I'm almost completely deaf, although I became that way, so I learned English the easy way, by hearing it.

I was raised outside the deaf community and only turned to it after I learned sign language. I even went back and got my degree by attending Gallaudet.

If I may first correct some misconceptions or forestall them, ASL (and most other sign languages I know of) are two handed, not one handed. ASL uses a one-handed manual alphabet (whereas Britain uses a two-handed alphabet). Not all sign languages are the same (for example, ASL is much more like French SL than it is like British SL). When you begin to learn one, you at first see what is termed the 'iconicity' of the sign (some feature that may be reminiscent of a visual aspect of the concept being signed), but as you learn more, you realize that other signed languages use different (in some cases, radically different) signs for similar concepts. These are true languages, and although they are in fact visual and sometimes iconic, they are abstractions.

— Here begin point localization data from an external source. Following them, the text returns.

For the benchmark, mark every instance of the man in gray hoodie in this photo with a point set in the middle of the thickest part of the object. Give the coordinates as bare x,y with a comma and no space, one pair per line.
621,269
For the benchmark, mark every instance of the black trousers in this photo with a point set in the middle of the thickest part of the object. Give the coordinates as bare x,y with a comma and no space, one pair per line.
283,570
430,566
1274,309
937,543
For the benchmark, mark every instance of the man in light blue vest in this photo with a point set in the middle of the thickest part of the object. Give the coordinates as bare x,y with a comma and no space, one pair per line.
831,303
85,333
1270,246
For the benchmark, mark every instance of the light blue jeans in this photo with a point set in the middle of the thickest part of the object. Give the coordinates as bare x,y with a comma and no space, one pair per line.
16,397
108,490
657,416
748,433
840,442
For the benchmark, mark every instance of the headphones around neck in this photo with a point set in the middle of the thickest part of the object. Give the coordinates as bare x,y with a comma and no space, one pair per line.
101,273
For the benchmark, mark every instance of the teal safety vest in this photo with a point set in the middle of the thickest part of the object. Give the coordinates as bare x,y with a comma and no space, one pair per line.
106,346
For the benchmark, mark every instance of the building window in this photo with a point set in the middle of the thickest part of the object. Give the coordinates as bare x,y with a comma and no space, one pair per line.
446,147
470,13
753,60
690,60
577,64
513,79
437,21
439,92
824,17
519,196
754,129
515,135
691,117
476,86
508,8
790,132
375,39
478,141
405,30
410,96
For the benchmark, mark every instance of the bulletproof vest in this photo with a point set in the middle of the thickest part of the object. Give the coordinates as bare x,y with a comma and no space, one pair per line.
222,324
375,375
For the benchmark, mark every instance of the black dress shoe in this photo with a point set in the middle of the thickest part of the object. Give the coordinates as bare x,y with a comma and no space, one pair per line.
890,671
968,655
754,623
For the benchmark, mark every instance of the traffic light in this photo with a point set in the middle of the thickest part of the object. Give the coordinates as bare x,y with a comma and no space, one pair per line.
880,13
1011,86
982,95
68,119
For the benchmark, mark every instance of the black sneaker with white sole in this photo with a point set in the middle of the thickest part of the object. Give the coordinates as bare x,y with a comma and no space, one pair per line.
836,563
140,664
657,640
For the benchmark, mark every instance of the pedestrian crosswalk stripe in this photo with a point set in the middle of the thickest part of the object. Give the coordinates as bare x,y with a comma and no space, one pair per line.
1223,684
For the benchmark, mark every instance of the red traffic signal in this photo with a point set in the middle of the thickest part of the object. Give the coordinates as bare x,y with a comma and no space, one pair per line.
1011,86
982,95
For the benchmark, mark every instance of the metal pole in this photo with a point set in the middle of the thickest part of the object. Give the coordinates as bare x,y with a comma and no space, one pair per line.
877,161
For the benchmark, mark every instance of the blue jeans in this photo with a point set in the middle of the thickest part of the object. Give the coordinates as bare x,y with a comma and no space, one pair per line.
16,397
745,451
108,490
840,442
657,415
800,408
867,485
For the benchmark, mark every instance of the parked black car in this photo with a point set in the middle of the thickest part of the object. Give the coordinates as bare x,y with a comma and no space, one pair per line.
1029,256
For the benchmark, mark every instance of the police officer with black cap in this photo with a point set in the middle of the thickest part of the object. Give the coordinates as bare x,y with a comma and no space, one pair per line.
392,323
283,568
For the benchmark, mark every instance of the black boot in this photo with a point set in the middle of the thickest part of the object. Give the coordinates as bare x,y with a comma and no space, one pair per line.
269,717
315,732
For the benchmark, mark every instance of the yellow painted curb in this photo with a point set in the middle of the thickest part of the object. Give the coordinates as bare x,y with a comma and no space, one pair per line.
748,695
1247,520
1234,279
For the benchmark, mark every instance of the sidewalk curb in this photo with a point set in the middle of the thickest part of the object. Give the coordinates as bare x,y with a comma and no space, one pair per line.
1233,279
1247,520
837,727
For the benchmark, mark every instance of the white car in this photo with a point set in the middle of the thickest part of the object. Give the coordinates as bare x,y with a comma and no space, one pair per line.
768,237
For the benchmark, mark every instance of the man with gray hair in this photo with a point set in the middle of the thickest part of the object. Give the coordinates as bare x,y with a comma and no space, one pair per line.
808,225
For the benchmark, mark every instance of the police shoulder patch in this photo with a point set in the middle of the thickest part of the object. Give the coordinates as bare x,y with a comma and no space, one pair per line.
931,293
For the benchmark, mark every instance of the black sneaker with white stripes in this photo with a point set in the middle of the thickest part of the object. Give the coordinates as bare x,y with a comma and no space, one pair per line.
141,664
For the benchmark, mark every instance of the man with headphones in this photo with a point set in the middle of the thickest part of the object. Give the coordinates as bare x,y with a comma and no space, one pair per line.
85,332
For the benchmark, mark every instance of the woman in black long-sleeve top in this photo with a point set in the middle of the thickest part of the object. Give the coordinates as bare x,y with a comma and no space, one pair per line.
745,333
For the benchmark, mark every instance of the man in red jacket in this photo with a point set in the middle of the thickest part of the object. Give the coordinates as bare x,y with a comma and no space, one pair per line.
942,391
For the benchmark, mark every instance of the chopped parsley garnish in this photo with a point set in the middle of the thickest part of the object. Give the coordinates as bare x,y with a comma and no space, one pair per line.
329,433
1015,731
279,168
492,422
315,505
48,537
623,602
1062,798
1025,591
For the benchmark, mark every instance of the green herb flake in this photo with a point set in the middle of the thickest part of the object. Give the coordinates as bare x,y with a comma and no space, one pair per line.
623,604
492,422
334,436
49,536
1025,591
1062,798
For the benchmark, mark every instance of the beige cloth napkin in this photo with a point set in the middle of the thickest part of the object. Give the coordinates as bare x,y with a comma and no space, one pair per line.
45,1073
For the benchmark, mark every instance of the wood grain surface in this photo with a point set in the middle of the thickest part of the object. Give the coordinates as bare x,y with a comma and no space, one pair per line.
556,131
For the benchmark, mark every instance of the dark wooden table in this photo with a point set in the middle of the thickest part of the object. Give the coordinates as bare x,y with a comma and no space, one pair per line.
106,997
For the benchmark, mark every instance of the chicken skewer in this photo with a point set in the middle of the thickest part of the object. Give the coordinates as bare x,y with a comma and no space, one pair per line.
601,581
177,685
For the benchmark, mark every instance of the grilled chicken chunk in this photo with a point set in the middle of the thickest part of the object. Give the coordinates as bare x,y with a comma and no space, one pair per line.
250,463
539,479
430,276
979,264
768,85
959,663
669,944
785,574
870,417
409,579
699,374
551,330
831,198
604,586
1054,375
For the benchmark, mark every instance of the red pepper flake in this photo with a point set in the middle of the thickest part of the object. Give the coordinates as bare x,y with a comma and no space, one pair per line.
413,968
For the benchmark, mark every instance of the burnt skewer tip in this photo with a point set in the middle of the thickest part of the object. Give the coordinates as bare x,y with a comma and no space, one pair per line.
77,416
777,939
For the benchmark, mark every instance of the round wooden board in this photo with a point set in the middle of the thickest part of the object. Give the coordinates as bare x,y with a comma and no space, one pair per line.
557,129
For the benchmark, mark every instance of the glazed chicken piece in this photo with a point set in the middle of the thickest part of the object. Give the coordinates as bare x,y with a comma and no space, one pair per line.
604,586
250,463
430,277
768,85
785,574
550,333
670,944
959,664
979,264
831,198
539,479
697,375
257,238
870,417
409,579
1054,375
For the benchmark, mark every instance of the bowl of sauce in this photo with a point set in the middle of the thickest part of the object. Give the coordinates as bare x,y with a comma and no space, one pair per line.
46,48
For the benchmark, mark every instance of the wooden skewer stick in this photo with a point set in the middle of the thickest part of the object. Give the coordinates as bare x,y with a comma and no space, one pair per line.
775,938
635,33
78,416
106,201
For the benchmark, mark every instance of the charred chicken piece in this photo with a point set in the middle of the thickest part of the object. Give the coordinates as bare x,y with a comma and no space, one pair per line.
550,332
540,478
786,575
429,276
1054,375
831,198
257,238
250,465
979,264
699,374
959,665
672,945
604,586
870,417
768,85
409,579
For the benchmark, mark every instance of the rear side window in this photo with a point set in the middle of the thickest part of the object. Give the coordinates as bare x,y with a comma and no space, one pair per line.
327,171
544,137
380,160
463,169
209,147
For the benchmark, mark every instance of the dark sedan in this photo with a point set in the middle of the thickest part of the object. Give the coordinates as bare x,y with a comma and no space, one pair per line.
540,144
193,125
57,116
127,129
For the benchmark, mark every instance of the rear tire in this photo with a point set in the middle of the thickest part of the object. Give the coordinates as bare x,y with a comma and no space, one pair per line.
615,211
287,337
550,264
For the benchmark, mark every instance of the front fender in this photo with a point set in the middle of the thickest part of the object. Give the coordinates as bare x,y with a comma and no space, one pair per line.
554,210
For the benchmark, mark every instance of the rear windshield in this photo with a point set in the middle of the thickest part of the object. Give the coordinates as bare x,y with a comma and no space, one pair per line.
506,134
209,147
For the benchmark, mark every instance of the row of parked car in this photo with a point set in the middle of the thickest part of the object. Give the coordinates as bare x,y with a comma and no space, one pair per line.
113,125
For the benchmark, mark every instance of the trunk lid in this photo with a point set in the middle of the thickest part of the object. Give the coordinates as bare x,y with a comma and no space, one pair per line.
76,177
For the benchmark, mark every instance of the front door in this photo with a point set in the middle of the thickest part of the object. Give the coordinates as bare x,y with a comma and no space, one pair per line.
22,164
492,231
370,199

Another point to note is that traditional signed hymns, such as are mentioned above, are part of a more formal traditional form of sign that is not always like everyday signing, just as the language of the King James bible is unlike everyday English. There's a less hurried, more formal approach.

I have mixed feelings about sign language and music. Yes, it is beautiful, but part of the beauty for hearing people is the combination of sign and music. For deaf people who cannot hear (which is not a redundancy), and who have never heard, they are more likely to judge it strictly from a sign-language perspective. More often than not, these performances may be found wanting. A notable exception is the work of the (lamentably) late Lou Fant, who made his song translations works of art in sign language and not merely pretty arm waving to music.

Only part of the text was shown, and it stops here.